Ich betrete unsere Küche, die mich in ihre warme, herzliche Aura aufnimmt und auf dessen Eckbank, vollkommen in ein Buch vertieft, meine Mutter sitzt. »Hallo, Mom!« Erschrocken hebt meine Mom ihren Kopf und in der nächsten Sekunde lächelt sie, kommt auf mich zu und umarmt mich. »Venice, du bist es wirklich...« Ihr Blick fällt auf Timber und sie verkrampft leicht. »Nanu, wer bist du denn?« Nervös lächelnd geht sie auf Timber zu, die eingeschüchtert neben meinem Vater steht. »Das ist Timber, eine meiner Patientinnen. Ich habe ihr Charlottestown gezeigt und wollte euch auf dem Weg besuchen.« Mom wirft mir kurz einen mahnenden Blick zu bevor sie wieder lächelt. »Na dann mache ich wohl lieber schnell Tee, was?« und stellt sich an die Theke. Wenn Mom Tee macht, dann greift sie nicht einfach nach heißem Wasser und Teebeuteln, nein. Tee machen ist bei ihr eine lange Prozedur, in die sie viel Liebe steckt.
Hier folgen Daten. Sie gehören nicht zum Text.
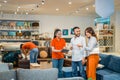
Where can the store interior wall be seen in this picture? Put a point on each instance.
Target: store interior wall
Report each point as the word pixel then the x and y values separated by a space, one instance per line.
pixel 50 22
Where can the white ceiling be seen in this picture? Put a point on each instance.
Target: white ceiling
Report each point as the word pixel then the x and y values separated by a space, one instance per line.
pixel 78 7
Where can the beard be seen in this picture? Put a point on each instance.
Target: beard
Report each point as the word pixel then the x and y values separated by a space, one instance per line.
pixel 77 35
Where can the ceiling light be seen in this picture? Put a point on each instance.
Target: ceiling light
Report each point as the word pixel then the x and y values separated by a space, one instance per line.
pixel 19 7
pixel 1 12
pixel 87 8
pixel 15 12
pixel 93 5
pixel 57 9
pixel 26 13
pixel 76 11
pixel 43 3
pixel 70 3
pixel 5 1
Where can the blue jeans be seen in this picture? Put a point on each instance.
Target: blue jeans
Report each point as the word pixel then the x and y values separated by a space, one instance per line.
pixel 58 63
pixel 81 69
pixel 33 55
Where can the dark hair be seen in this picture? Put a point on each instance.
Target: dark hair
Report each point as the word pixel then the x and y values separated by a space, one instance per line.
pixel 55 32
pixel 76 27
pixel 21 46
pixel 91 31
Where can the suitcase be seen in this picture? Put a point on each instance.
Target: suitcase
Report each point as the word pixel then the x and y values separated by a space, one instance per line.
pixel 24 63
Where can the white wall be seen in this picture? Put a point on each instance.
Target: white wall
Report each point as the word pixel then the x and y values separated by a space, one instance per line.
pixel 117 32
pixel 48 22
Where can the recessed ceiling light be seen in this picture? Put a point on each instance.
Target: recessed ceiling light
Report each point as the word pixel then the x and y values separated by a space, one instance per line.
pixel 5 1
pixel 15 12
pixel 70 2
pixel 76 11
pixel 43 3
pixel 93 5
pixel 19 7
pixel 1 12
pixel 87 8
pixel 27 13
pixel 57 9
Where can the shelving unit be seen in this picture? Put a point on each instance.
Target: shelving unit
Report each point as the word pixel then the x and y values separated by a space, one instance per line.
pixel 105 33
pixel 18 30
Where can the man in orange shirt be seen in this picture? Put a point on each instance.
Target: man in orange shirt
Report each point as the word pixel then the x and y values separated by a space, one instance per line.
pixel 57 45
pixel 32 49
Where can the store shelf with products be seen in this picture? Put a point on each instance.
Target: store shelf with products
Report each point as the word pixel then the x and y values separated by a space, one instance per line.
pixel 18 30
pixel 105 33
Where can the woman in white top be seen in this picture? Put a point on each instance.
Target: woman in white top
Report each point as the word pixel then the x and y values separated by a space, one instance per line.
pixel 92 53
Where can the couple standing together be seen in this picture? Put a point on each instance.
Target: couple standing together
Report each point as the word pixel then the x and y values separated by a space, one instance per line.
pixel 81 53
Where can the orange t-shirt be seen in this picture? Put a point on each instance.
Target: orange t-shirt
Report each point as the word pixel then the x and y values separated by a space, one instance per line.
pixel 58 45
pixel 29 45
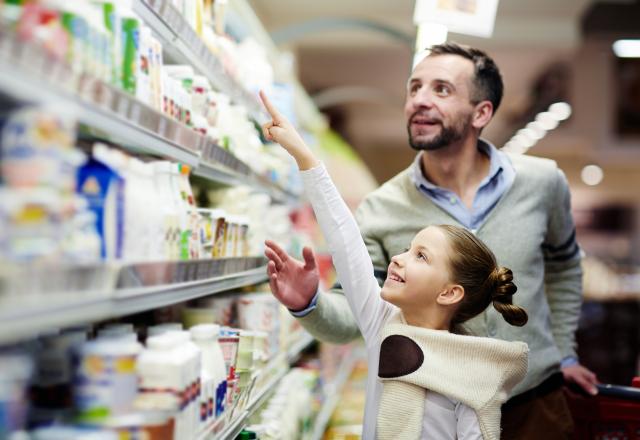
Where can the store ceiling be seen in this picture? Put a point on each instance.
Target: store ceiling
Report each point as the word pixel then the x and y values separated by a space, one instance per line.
pixel 357 71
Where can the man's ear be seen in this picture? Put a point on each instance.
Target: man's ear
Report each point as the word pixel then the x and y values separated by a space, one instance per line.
pixel 482 114
pixel 453 294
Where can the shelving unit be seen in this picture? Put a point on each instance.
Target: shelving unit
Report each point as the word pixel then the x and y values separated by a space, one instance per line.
pixel 38 299
pixel 281 364
pixel 110 114
pixel 118 291
pixel 184 46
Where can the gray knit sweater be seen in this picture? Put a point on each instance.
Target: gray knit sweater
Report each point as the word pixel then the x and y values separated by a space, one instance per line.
pixel 530 230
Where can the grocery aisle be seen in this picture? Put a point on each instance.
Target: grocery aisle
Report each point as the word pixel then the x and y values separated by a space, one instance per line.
pixel 137 193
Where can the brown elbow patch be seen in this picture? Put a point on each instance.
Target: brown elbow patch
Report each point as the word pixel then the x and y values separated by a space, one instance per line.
pixel 399 356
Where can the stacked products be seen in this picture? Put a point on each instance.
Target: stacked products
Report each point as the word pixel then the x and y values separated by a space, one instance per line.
pixel 179 384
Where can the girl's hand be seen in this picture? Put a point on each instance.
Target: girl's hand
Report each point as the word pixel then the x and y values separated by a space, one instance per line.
pixel 281 131
pixel 294 283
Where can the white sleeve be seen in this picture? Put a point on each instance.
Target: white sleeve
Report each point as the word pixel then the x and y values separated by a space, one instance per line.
pixel 350 257
pixel 467 425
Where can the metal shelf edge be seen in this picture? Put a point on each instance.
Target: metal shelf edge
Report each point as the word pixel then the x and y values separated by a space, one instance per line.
pixel 115 304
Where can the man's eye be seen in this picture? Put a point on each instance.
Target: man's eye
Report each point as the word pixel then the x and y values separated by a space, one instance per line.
pixel 442 90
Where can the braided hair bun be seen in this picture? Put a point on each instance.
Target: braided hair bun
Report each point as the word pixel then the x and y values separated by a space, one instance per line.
pixel 503 290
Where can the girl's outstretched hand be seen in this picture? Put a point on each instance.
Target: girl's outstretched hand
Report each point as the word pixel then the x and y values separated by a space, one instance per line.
pixel 282 131
pixel 294 283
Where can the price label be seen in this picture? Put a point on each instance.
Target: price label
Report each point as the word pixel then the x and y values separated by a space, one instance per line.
pixel 134 114
pixel 122 105
pixel 162 127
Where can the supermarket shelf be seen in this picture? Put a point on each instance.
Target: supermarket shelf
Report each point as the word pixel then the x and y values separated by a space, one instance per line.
pixel 135 288
pixel 184 46
pixel 109 113
pixel 282 364
pixel 332 393
pixel 29 74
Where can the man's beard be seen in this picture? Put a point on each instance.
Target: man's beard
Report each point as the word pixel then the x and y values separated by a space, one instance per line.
pixel 447 135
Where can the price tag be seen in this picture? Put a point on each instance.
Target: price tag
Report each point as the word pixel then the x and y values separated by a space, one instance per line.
pixel 134 114
pixel 122 105
pixel 162 127
pixel 5 47
pixel 161 7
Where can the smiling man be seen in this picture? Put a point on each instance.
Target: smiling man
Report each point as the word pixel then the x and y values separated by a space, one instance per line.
pixel 518 205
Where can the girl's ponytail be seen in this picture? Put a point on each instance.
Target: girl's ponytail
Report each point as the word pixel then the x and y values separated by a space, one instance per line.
pixel 503 289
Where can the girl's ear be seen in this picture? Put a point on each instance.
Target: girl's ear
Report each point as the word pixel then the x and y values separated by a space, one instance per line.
pixel 453 294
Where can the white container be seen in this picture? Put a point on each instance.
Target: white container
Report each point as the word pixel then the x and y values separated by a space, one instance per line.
pixel 261 312
pixel 191 354
pixel 161 379
pixel 213 373
pixel 219 232
pixel 200 91
pixel 105 379
pixel 231 237
pixel 169 209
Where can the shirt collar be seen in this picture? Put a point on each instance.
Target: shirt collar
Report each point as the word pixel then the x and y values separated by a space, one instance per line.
pixel 496 165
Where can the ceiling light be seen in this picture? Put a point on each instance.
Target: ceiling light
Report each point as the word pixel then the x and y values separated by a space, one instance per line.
pixel 514 146
pixel 527 132
pixel 627 48
pixel 547 120
pixel 536 128
pixel 561 110
pixel 592 175
pixel 524 140
pixel 429 34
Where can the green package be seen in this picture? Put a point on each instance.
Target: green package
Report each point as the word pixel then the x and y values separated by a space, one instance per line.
pixel 131 45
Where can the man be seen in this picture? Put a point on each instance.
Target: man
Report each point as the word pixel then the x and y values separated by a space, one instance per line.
pixel 518 205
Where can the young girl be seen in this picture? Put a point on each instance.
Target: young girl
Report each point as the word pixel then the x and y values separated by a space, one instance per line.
pixel 426 380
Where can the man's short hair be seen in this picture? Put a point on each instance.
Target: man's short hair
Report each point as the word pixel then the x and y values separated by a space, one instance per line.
pixel 487 79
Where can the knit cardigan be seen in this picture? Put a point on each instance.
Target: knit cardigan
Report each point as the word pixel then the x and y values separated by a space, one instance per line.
pixel 478 372
pixel 372 313
pixel 530 230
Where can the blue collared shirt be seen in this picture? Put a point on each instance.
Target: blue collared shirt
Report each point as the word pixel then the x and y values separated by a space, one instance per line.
pixel 499 179
pixel 497 182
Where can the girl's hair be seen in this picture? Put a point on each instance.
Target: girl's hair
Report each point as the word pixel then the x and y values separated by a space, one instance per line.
pixel 474 267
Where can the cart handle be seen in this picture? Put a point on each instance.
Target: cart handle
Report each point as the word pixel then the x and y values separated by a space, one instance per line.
pixel 619 391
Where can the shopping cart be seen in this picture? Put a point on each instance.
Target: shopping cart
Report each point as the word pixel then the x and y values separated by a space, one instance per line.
pixel 614 414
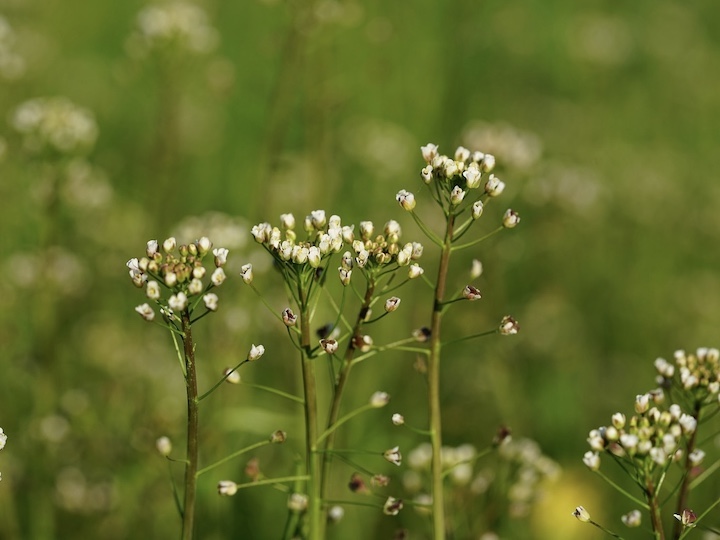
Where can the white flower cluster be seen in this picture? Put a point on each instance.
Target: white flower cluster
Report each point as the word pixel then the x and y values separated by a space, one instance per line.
pixel 180 24
pixel 12 65
pixel 324 237
pixel 648 440
pixel 182 273
pixel 56 124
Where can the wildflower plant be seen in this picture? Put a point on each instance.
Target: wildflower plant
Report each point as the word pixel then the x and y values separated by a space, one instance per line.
pixel 659 448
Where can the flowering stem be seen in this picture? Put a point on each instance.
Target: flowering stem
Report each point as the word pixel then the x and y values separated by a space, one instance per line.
pixel 438 507
pixel 192 429
pixel 685 485
pixel 311 439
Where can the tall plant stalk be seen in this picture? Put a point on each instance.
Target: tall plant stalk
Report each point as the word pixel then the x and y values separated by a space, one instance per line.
pixel 435 412
pixel 191 465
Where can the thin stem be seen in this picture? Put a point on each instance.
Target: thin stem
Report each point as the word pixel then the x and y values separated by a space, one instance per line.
pixel 232 456
pixel 192 429
pixel 435 412
pixel 685 485
pixel 311 420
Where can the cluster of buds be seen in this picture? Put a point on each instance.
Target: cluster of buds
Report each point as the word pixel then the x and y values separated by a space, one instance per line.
pixel 55 124
pixel 181 270
pixel 374 251
pixel 649 440
pixel 177 24
pixel 323 238
pixel 697 373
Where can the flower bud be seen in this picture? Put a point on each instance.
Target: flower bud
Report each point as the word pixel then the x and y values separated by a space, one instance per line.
pixel 494 186
pixel 581 514
pixel 227 488
pixel 405 199
pixel 391 304
pixel 471 293
pixel 255 352
pixel 379 399
pixel 232 376
pixel 164 446
pixel 211 301
pixel 477 209
pixel 510 219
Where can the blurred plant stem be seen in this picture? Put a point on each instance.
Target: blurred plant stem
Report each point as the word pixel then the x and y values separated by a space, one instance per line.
pixel 435 413
pixel 192 428
pixel 314 469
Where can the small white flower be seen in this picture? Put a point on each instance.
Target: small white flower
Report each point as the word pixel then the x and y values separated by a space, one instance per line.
pixel 169 244
pixel 405 199
pixel 146 312
pixel 232 376
pixel 217 277
pixel 429 151
pixel 287 221
pixel 510 219
pixel 632 519
pixel 164 446
pixel 246 273
pixel 220 256
pixel 393 455
pixel 591 460
pixel 457 195
pixel 379 399
pixel 227 488
pixel 152 290
pixel 178 302
pixel 494 186
pixel 471 293
pixel 204 245
pixel 391 304
pixel 472 178
pixel 152 248
pixel 415 271
pixel 255 352
pixel 211 301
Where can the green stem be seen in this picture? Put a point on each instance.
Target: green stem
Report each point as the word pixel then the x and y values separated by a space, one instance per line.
pixel 192 429
pixel 232 456
pixel 311 421
pixel 435 413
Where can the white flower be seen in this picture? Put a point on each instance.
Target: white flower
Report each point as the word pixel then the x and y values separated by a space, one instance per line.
pixel 227 488
pixel 152 290
pixel 379 399
pixel 472 178
pixel 164 446
pixel 146 312
pixel 217 277
pixel 391 304
pixel 255 352
pixel 178 302
pixel 405 199
pixel 393 455
pixel 494 186
pixel 510 219
pixel 169 244
pixel 429 151
pixel 415 271
pixel 220 256
pixel 591 460
pixel 211 301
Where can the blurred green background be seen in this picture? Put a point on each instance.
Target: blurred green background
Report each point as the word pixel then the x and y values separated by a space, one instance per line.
pixel 605 120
Timber und ich setzen uns unterdessen. Dad will sich gerade in Bewegung setzen. »Nein, Dad. Für dich ist hier kein Platz.«  Kurz flammt etwas wie Gekränktheit in seinen Augen auf, bevor er nickt und sich an die Wand lehnt. »Wie geht es Matt?«
»Ach, Matt geht's super. Er ist gerade oben, zufälligerweise hat er sich genau heute dazu entschlossen, uns auch mal wieder zu besuchen, richtig, Carl?«  Sie lächelt. Freude keimt in mir auf. »Matt ist HIER?!« Ich will aufspringen und zu ihm rennen, aber das kann ich weder Mom noch Timber antun. Ich kenne Moms Einstellung zu meinem Beruf. Es grenzt an ein Wunder, dass sie mich nicht schon lange mit einem Besen verscheucht hat. Das kann aber auch daran liegen, dass wir uns ewig nicht gesehen haben.
Als Matt das Zimmer betritt, springe ich auf und falle ihm um den Hals. »Matt!« Seine blaugrünen Augen sind vor Schreck geweitet, doch dann beginnt er zu strahlen. »Schwesterherz, na? Wie gehts dir?« Ich setze mich zurück zu Timber, auf das rot-weiß gepunktete Muster des Kissens unserer Eckbank. »Mir geht es sehr gut. Das ist übrigens Timber Ashton, eine meiner Patienten. «
Matts Blick verfinstert sich etwas. Er nickt Timber zu. »Hallo. Freut mich, dich kennenzulernen.«

Wir bringen die nächsten zwei Stunden damit zu, zusammen zu sitzen und über meine Arbeit zu reden. Über Robin, Timber, über meine Kollegen und alles weitere.
»Ich freue mich wirklich, dass es dir gefällt, Venice- Schatz.« Moms friedliche braune Augen wandern zu Timber, die sehr glücklich aussieht. Es scheint ihr gut zu tun, in einer anderen Gesellschaft als ihrem Zimmer und den Stimmen in ihrem Kopf zu sein.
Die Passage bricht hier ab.